I'm not amazing at drawing as you've seen from my previous "I'll draw or Photoshop anything you want" threads, so I want some ideas of stuff to draw. I will be drawing these in real life and not on the computer. When you suggest something don't be angry if I don't do it, or if I do do it and it ends up being shit. Also, I don't even know if I'll feel like uploading the drawings to this thread. Be as specific or not specific as you want. Be prepared for an absolute shit show! Lastly, I don't know how long I'll keep this thread active for.
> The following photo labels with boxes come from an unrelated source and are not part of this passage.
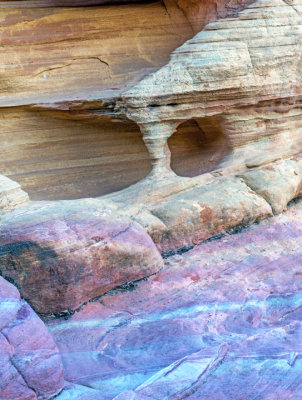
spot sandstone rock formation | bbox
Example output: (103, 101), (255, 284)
(48, 200), (302, 400)
(0, 0), (302, 400)
(0, 277), (64, 400)
(0, 175), (29, 212)
(123, 0), (302, 177)
(0, 200), (162, 314)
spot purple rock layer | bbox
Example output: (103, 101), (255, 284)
(48, 202), (302, 400)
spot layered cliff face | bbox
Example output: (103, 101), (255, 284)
(0, 0), (302, 400)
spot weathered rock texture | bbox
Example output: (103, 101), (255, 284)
(0, 175), (29, 212)
(0, 0), (255, 200)
(0, 200), (162, 314)
(48, 201), (302, 400)
(123, 0), (302, 177)
(0, 277), (64, 400)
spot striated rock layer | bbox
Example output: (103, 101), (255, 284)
(0, 277), (64, 400)
(48, 201), (302, 400)
(0, 200), (162, 314)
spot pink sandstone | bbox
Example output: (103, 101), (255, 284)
(0, 277), (64, 400)
(48, 201), (302, 400)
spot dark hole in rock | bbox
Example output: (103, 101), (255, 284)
(168, 117), (228, 177)
(0, 108), (151, 200)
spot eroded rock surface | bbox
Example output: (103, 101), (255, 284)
(0, 277), (64, 400)
(48, 201), (302, 400)
(0, 199), (162, 313)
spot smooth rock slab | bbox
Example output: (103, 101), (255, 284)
(0, 200), (162, 314)
(0, 277), (64, 400)
(48, 201), (302, 400)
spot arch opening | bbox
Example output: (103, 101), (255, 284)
(168, 117), (229, 178)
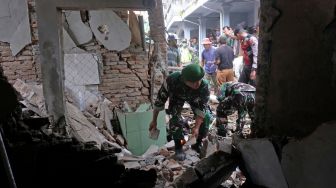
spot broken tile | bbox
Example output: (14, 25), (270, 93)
(124, 162), (141, 169)
(166, 159), (182, 170)
(89, 9), (131, 51)
(0, 0), (31, 56)
(164, 140), (175, 150)
(159, 148), (170, 157)
(64, 11), (93, 45)
(142, 145), (159, 158)
(238, 139), (288, 188)
(115, 134), (125, 146)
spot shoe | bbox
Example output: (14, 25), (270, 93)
(174, 149), (186, 161)
(191, 142), (202, 153)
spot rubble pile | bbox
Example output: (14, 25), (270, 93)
(9, 80), (258, 187)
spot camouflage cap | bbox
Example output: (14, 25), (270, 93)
(181, 63), (204, 82)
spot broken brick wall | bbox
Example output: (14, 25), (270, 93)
(0, 0), (41, 84)
(256, 0), (336, 137)
(0, 0), (166, 107)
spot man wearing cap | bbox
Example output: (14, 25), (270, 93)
(149, 64), (210, 160)
(167, 35), (181, 67)
(201, 38), (218, 93)
(216, 82), (256, 136)
(216, 35), (234, 86)
(237, 29), (258, 86)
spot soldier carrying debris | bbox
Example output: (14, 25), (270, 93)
(149, 64), (210, 160)
(217, 82), (256, 136)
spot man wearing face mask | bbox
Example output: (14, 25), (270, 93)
(149, 64), (210, 160)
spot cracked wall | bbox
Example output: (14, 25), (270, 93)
(257, 0), (336, 137)
(0, 0), (166, 107)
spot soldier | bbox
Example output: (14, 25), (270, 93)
(217, 82), (256, 136)
(149, 64), (210, 160)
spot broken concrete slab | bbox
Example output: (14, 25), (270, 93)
(124, 162), (141, 169)
(13, 79), (47, 117)
(66, 102), (106, 148)
(63, 28), (85, 54)
(195, 151), (238, 184)
(142, 145), (159, 158)
(174, 168), (199, 187)
(89, 9), (131, 51)
(281, 121), (336, 188)
(0, 0), (31, 56)
(238, 139), (288, 188)
(64, 11), (93, 45)
(64, 53), (100, 86)
(128, 11), (142, 46)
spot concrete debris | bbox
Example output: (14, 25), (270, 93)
(142, 145), (159, 158)
(66, 102), (107, 148)
(238, 139), (288, 188)
(115, 134), (125, 146)
(221, 167), (246, 188)
(13, 79), (47, 117)
(124, 162), (141, 169)
(0, 0), (32, 56)
(64, 11), (93, 45)
(89, 9), (131, 51)
(165, 159), (182, 171)
(164, 140), (175, 150)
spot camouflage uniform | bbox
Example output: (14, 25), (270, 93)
(154, 72), (210, 143)
(217, 82), (256, 136)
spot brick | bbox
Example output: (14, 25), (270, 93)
(127, 91), (141, 97)
(104, 61), (118, 67)
(119, 69), (132, 73)
(16, 56), (33, 60)
(112, 65), (127, 70)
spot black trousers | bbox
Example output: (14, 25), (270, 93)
(238, 64), (256, 87)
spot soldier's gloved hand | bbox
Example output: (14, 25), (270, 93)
(148, 120), (157, 131)
(192, 127), (199, 138)
(250, 70), (256, 80)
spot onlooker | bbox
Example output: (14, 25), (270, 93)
(237, 29), (258, 86)
(190, 37), (199, 64)
(167, 35), (181, 67)
(223, 26), (236, 49)
(216, 35), (234, 86)
(201, 38), (218, 93)
(180, 39), (192, 66)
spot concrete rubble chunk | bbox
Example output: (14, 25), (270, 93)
(195, 151), (237, 185)
(217, 137), (232, 153)
(0, 0), (31, 56)
(238, 139), (288, 188)
(63, 28), (85, 54)
(89, 10), (131, 51)
(66, 102), (108, 148)
(142, 145), (159, 158)
(281, 121), (336, 188)
(13, 79), (47, 117)
(159, 148), (170, 157)
(115, 134), (125, 146)
(166, 159), (182, 171)
(174, 168), (199, 187)
(164, 140), (175, 150)
(65, 11), (93, 45)
(124, 162), (141, 169)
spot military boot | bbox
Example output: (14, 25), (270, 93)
(191, 139), (202, 153)
(174, 140), (186, 161)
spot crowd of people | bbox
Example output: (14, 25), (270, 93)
(149, 26), (258, 160)
(168, 23), (259, 90)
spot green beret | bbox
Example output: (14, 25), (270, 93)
(181, 63), (204, 82)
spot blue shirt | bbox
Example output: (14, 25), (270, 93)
(202, 46), (217, 74)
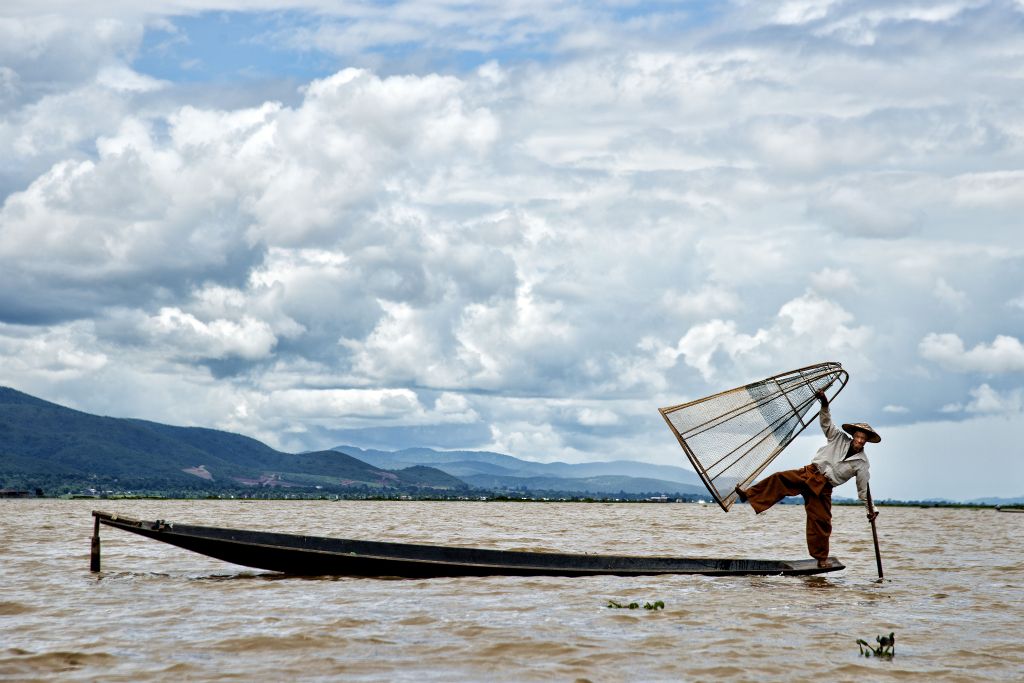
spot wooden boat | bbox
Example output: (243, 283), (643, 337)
(91, 511), (846, 578)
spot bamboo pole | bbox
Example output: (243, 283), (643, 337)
(867, 484), (883, 579)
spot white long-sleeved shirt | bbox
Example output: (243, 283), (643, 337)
(811, 408), (870, 501)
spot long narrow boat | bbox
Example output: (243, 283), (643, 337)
(91, 511), (846, 578)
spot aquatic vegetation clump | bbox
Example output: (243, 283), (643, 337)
(857, 633), (896, 659)
(608, 600), (665, 611)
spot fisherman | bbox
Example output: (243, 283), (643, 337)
(736, 391), (882, 567)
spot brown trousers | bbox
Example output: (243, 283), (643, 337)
(746, 465), (831, 560)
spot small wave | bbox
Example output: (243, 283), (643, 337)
(0, 650), (117, 679)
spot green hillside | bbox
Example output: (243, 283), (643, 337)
(0, 387), (466, 492)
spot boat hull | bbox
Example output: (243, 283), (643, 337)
(92, 511), (845, 579)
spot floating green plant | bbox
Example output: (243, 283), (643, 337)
(857, 633), (896, 659)
(608, 600), (665, 609)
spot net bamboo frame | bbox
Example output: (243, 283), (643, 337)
(658, 362), (850, 512)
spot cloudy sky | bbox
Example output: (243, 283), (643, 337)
(0, 0), (1024, 500)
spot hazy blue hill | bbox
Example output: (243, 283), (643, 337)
(335, 445), (708, 495)
(462, 474), (708, 496)
(0, 387), (466, 488)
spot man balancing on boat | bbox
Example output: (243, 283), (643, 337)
(736, 391), (882, 567)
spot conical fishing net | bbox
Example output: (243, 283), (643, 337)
(660, 362), (849, 511)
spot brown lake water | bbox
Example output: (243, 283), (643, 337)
(0, 500), (1024, 681)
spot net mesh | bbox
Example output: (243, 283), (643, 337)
(660, 362), (849, 510)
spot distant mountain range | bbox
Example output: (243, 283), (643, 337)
(0, 387), (468, 492)
(0, 387), (707, 497)
(334, 445), (708, 496)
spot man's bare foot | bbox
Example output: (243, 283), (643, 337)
(734, 483), (746, 503)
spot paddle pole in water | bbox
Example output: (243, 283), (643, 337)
(867, 484), (882, 579)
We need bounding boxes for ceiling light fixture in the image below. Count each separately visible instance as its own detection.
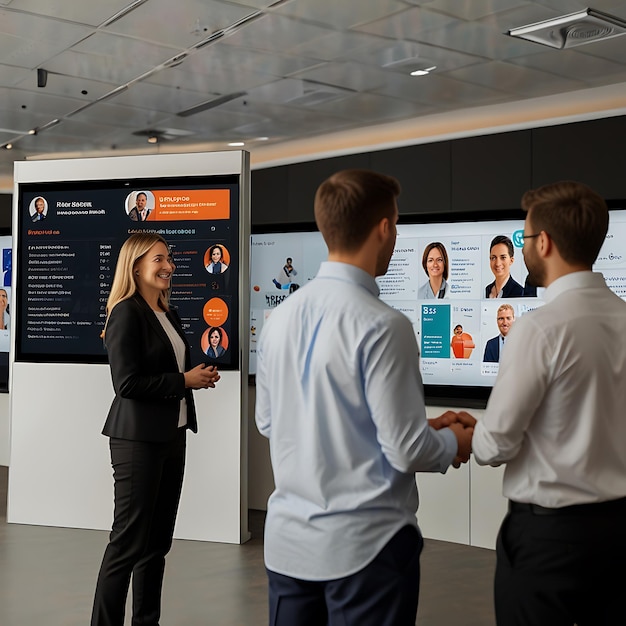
[411,65,437,76]
[507,9,626,50]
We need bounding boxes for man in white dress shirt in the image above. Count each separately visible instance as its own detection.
[256,170,471,626]
[472,182,626,626]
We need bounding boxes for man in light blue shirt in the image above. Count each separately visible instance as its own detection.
[256,170,472,626]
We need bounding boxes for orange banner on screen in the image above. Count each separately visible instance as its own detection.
[148,189,230,222]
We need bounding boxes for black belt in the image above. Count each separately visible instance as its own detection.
[509,498,626,515]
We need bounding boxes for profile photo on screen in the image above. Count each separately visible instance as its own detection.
[202,326,228,359]
[485,235,524,298]
[0,287,11,330]
[126,191,154,222]
[418,241,450,300]
[483,304,515,363]
[28,196,48,222]
[204,243,230,274]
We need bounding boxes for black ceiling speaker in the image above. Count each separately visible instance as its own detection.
[37,68,48,87]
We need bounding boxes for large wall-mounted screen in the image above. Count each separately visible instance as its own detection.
[250,210,626,404]
[16,175,240,369]
[0,234,13,391]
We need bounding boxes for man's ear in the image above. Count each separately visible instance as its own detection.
[537,230,554,258]
[378,217,391,239]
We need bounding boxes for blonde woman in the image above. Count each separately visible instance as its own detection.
[91,233,219,626]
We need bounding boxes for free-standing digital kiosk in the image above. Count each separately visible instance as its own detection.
[7,151,250,543]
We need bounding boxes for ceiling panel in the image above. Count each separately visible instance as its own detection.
[0,0,626,184]
[3,0,130,26]
[45,50,161,86]
[106,0,254,49]
[0,63,30,87]
[218,12,332,53]
[15,70,117,104]
[276,0,406,30]
[511,48,626,84]
[446,61,586,97]
[416,0,535,22]
[356,5,457,41]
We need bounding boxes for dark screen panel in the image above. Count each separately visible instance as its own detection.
[532,116,626,198]
[282,154,370,223]
[250,166,289,224]
[451,131,531,211]
[371,141,452,215]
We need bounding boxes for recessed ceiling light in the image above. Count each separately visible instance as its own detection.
[411,65,437,76]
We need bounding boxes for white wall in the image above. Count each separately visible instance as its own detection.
[0,393,11,466]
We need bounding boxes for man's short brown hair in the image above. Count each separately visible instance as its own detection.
[522,181,609,267]
[315,169,400,252]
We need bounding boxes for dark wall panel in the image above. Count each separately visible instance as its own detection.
[371,141,451,214]
[532,116,626,199]
[451,130,532,211]
[250,166,289,225]
[287,154,370,222]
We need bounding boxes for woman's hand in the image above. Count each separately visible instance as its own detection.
[184,363,220,389]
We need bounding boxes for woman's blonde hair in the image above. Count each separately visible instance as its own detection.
[102,233,169,338]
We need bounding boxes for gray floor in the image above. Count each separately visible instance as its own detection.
[0,466,495,626]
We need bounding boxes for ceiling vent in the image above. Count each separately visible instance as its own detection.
[176,91,247,117]
[283,81,354,107]
[507,9,626,50]
[133,128,194,143]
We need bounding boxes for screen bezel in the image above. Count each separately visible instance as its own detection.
[11,172,242,370]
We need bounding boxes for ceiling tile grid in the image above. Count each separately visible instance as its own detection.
[0,0,626,185]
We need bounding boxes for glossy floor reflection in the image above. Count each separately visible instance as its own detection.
[0,466,495,626]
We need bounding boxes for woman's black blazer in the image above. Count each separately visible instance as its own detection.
[102,293,198,442]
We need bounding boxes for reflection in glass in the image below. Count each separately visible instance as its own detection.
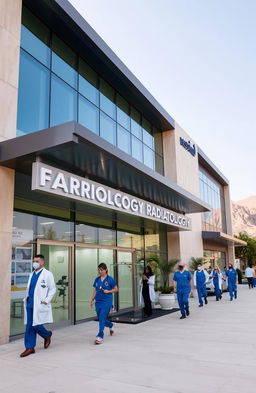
[78,94,99,135]
[21,7,51,67]
[117,125,131,154]
[17,50,50,136]
[143,145,154,169]
[52,34,77,89]
[132,136,143,162]
[79,59,99,106]
[100,79,116,120]
[100,112,116,145]
[50,75,77,126]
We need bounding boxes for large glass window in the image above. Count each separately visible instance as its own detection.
[51,75,77,126]
[21,7,51,67]
[52,34,77,89]
[100,79,116,120]
[199,168,227,232]
[100,112,116,145]
[79,59,99,106]
[117,125,131,154]
[17,51,50,136]
[17,7,163,174]
[78,94,99,134]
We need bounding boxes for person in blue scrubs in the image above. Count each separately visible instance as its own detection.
[91,263,118,344]
[225,263,237,301]
[173,262,192,319]
[211,266,222,302]
[194,263,209,307]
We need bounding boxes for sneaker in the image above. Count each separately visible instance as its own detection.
[109,324,115,336]
[94,337,104,345]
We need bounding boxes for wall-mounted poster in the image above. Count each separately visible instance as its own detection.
[15,247,32,261]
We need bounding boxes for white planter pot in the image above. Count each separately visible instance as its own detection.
[159,293,175,310]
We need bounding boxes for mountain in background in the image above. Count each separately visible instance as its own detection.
[232,195,256,238]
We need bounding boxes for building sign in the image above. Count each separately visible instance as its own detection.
[32,162,191,230]
[180,137,196,157]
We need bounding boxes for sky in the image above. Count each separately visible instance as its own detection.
[69,0,256,201]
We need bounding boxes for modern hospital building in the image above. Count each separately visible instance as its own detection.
[0,0,244,344]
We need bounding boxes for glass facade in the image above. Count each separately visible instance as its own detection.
[10,208,167,335]
[204,250,226,270]
[199,168,227,233]
[17,7,163,174]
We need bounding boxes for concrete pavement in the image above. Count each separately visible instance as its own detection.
[0,285,256,393]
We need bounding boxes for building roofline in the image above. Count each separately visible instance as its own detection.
[23,0,175,131]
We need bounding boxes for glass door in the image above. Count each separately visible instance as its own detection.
[38,243,73,325]
[117,251,136,311]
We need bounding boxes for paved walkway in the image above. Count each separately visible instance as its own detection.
[0,285,256,393]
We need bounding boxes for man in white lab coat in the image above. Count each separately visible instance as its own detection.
[20,254,56,357]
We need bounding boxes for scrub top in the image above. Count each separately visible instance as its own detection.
[196,270,206,287]
[93,276,117,306]
[225,269,237,284]
[173,270,192,292]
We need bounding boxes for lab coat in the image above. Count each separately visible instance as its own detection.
[140,276,156,306]
[23,268,56,326]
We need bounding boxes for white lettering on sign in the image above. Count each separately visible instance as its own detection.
[32,162,191,230]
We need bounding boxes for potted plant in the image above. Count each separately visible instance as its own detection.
[158,259,179,310]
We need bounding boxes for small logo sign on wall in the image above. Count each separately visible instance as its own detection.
[180,137,196,157]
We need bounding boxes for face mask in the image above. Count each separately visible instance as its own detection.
[32,262,40,270]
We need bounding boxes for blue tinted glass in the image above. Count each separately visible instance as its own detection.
[21,26,51,67]
[52,52,77,89]
[143,145,155,169]
[100,112,116,145]
[117,107,130,130]
[132,136,143,162]
[78,95,99,135]
[17,50,50,136]
[51,75,77,126]
[100,93,116,119]
[79,75,99,106]
[131,119,142,140]
[143,128,154,149]
[117,126,131,154]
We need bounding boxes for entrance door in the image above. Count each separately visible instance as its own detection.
[38,243,73,326]
[117,251,137,310]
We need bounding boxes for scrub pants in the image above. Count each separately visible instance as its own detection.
[197,285,207,305]
[228,284,237,300]
[213,279,221,300]
[24,307,52,349]
[95,303,113,338]
[177,290,190,316]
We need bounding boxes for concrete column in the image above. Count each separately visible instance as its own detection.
[0,0,22,141]
[0,0,22,344]
[0,166,14,344]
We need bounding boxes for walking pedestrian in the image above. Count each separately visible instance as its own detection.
[211,265,223,301]
[140,265,155,317]
[91,263,118,344]
[225,263,237,301]
[194,263,209,307]
[244,264,254,289]
[20,254,56,358]
[173,262,192,319]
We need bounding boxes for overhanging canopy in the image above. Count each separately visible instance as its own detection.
[202,231,247,247]
[0,122,210,214]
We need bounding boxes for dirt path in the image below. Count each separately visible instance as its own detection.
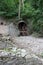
[13,36,43,54]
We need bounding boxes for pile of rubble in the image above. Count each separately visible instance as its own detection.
[0,36,43,65]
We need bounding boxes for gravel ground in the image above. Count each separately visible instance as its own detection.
[13,36,43,54]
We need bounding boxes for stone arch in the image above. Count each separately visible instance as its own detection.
[18,21,28,36]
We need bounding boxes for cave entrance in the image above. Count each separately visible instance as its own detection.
[18,21,28,36]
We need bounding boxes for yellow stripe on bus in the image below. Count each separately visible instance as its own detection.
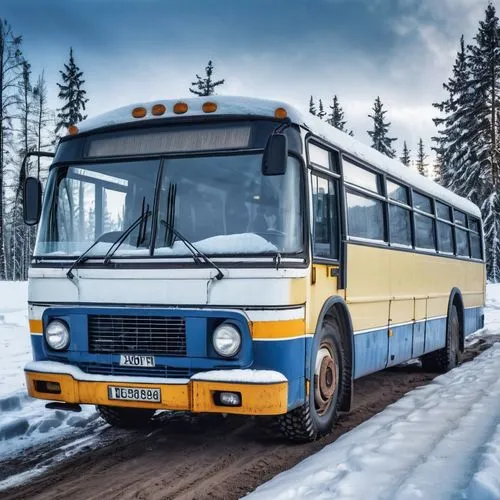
[30,319,43,334]
[252,319,306,339]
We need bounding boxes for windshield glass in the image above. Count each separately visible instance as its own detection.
[35,154,303,257]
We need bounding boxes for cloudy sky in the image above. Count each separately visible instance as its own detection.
[0,0,487,162]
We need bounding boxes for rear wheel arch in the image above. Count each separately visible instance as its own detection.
[309,295,354,412]
[446,287,465,351]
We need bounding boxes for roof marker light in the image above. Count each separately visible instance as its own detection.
[274,108,288,120]
[132,106,147,118]
[151,104,167,116]
[174,102,188,115]
[201,102,217,113]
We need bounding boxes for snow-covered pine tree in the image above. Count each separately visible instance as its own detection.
[309,96,316,116]
[368,97,397,158]
[56,48,88,134]
[318,99,326,120]
[399,141,411,167]
[415,138,427,176]
[326,94,347,132]
[0,17,23,280]
[189,61,225,96]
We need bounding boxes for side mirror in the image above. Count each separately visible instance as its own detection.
[262,134,288,175]
[23,177,42,226]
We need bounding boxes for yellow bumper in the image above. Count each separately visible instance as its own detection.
[25,370,288,415]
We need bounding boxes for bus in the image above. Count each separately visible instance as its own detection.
[24,96,485,441]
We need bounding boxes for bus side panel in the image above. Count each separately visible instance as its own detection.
[424,318,446,353]
[411,321,425,358]
[354,328,388,378]
[387,325,413,366]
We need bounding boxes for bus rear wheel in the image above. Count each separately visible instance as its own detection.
[421,305,462,373]
[96,405,155,429]
[278,318,346,442]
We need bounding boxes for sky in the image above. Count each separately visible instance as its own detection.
[0,0,487,164]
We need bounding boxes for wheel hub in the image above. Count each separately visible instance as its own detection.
[314,345,338,415]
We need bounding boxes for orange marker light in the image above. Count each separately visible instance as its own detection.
[174,102,188,115]
[274,108,288,120]
[201,102,217,113]
[132,106,147,118]
[151,104,167,116]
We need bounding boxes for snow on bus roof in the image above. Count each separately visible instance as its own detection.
[78,96,481,217]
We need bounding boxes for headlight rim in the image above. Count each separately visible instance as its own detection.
[212,321,243,359]
[43,318,71,352]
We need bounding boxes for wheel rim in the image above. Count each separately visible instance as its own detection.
[314,343,339,416]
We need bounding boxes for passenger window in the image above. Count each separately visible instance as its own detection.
[415,213,436,250]
[413,192,432,214]
[311,174,339,259]
[342,158,380,193]
[347,191,385,241]
[309,143,330,170]
[387,181,409,205]
[470,233,482,259]
[389,205,411,247]
[455,228,469,257]
[437,222,453,254]
[455,210,466,227]
[436,201,451,221]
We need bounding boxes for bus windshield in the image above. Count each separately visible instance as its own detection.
[35,154,303,257]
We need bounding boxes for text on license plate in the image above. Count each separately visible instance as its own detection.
[120,354,155,368]
[108,385,161,403]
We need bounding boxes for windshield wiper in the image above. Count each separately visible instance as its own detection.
[104,203,151,265]
[66,205,151,281]
[160,219,224,280]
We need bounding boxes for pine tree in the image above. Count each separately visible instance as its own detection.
[368,97,397,158]
[309,96,316,116]
[326,95,347,132]
[189,61,225,96]
[56,48,88,133]
[0,17,23,280]
[415,138,427,176]
[399,141,411,167]
[318,99,326,120]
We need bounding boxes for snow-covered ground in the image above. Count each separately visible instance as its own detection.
[247,285,500,500]
[0,281,104,490]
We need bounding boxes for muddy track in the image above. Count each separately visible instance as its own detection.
[0,346,488,500]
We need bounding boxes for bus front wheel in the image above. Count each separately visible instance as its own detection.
[421,305,462,373]
[279,317,346,442]
[96,405,155,429]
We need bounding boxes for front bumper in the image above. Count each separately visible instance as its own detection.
[24,361,288,415]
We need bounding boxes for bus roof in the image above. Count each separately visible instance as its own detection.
[78,96,481,217]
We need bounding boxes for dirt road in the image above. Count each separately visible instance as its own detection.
[0,347,486,500]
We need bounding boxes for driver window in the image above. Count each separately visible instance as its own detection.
[311,174,338,259]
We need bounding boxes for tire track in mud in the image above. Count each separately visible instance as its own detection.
[0,344,492,500]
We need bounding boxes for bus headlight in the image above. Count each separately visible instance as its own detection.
[45,319,69,351]
[212,323,241,358]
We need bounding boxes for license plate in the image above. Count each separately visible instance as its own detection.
[108,385,161,403]
[120,354,155,368]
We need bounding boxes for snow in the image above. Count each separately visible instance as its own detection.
[78,96,480,217]
[247,285,500,500]
[0,281,101,480]
[191,370,287,384]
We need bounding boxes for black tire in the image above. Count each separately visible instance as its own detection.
[420,305,462,373]
[278,317,349,442]
[96,405,156,429]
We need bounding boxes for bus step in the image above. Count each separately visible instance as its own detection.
[45,401,82,413]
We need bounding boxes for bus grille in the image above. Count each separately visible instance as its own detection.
[88,315,186,356]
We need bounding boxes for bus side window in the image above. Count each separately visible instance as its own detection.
[311,174,338,259]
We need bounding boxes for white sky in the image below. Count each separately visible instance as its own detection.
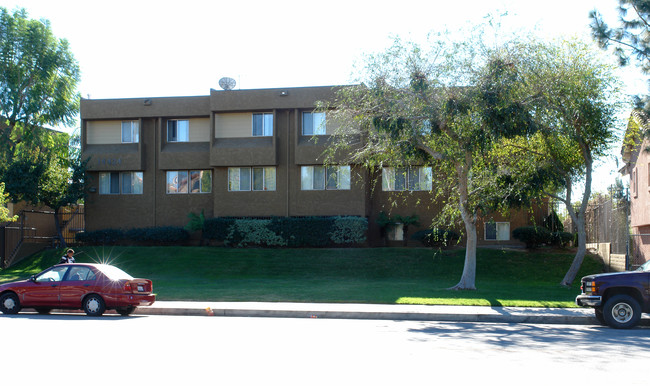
[0,0,647,190]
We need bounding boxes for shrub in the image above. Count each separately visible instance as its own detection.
[203,217,236,241]
[512,226,551,249]
[225,219,287,247]
[411,228,460,247]
[329,216,368,244]
[551,232,573,247]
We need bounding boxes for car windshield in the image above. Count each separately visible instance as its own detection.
[97,264,133,281]
[636,260,650,272]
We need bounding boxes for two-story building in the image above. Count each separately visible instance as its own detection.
[81,87,547,245]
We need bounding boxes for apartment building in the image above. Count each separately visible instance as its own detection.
[81,87,546,245]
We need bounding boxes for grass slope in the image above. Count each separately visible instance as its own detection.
[0,247,601,307]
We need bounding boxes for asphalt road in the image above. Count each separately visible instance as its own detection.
[0,313,650,385]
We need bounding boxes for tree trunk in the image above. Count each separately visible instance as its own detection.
[54,208,67,248]
[560,142,593,287]
[560,216,587,287]
[449,154,477,290]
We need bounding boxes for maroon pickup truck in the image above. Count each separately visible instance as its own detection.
[576,261,650,328]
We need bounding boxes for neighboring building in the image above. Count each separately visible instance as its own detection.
[81,87,547,245]
[621,111,650,267]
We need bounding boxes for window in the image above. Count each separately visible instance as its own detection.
[302,112,327,135]
[300,166,350,190]
[253,113,273,137]
[99,172,143,194]
[167,120,190,142]
[122,121,140,143]
[228,167,275,192]
[167,170,212,194]
[381,166,433,191]
[484,222,510,241]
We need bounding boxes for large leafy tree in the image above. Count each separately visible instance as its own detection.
[502,41,623,286]
[0,8,80,167]
[324,30,531,289]
[0,8,84,247]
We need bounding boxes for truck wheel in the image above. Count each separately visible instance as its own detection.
[603,295,641,328]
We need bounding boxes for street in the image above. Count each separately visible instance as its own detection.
[0,313,650,385]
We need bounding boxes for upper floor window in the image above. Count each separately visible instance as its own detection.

also, this is my level of talent (for faces at least):


----------



## Deleted User (Jun 12, 2018)

Try drawing Spider-Man; your Deadpool looks pretty cool, so I want to see how you handle other masked characters.


----------



## Old (Jun 12, 2018)




----------



## Eddypikachu (Jun 12, 2018)

a metal frog that has its eyes inside its mouth


----------



## Uiaad (Jun 12, 2018)

Draw my avatar


----------



## migles (Jun 12, 2018)

draw sexy mei


----------



## WiiHomebrew+Snes (Jun 12, 2018)

Draw somebody with a Macintosh Plus for a head trying to take it off (The computers are attacking! Bow down to your robot overlord!) ... Lol I can't think of anything interesting : P


----------



## BlastedGuy9905 (Jun 12, 2018)

You should draw Joker, from Telltale's Batman series!


----------



## gman666 (Jun 12, 2018)

Draw a gbatemp noob asking if they should update their Switch.


----------



## BEACHBUM (Jun 13, 2018)

I got bored real fast, so I'll probably not do this idea again, but here is a combined drawing of everything:


----------



## Old (Jun 13, 2018)

BEACHBUM said:


> I got bored real fast, so I'll probably not do this idea again, but here is a combined drawing of everything:
> View attachment 131284



It's beautiful.  

Naturally, *everything* stems from Ooze-It.


----------



## BlastedGuy9905 (Jun 13, 2018)

BEACHBUM said:


> I got bored real fast, so I'll probably not do this idea again, but here is a combined drawing of everything:
> View attachment 131284


oh sweet lord that is amazing


----------



## Megadriver94 (Jun 21, 2018)

OK, please draw Nvidia logo fist-fighting the AMD Logo


----------



## Megadriver94 (Aug 20, 2018)

@BEACHBUM Where are you at now?


----------



## BlastedGuy9905 (Aug 20, 2018)

Megadriver94 said:


> @BEACHBUM Where are you at now?


He said he wouldn't do it again.


----------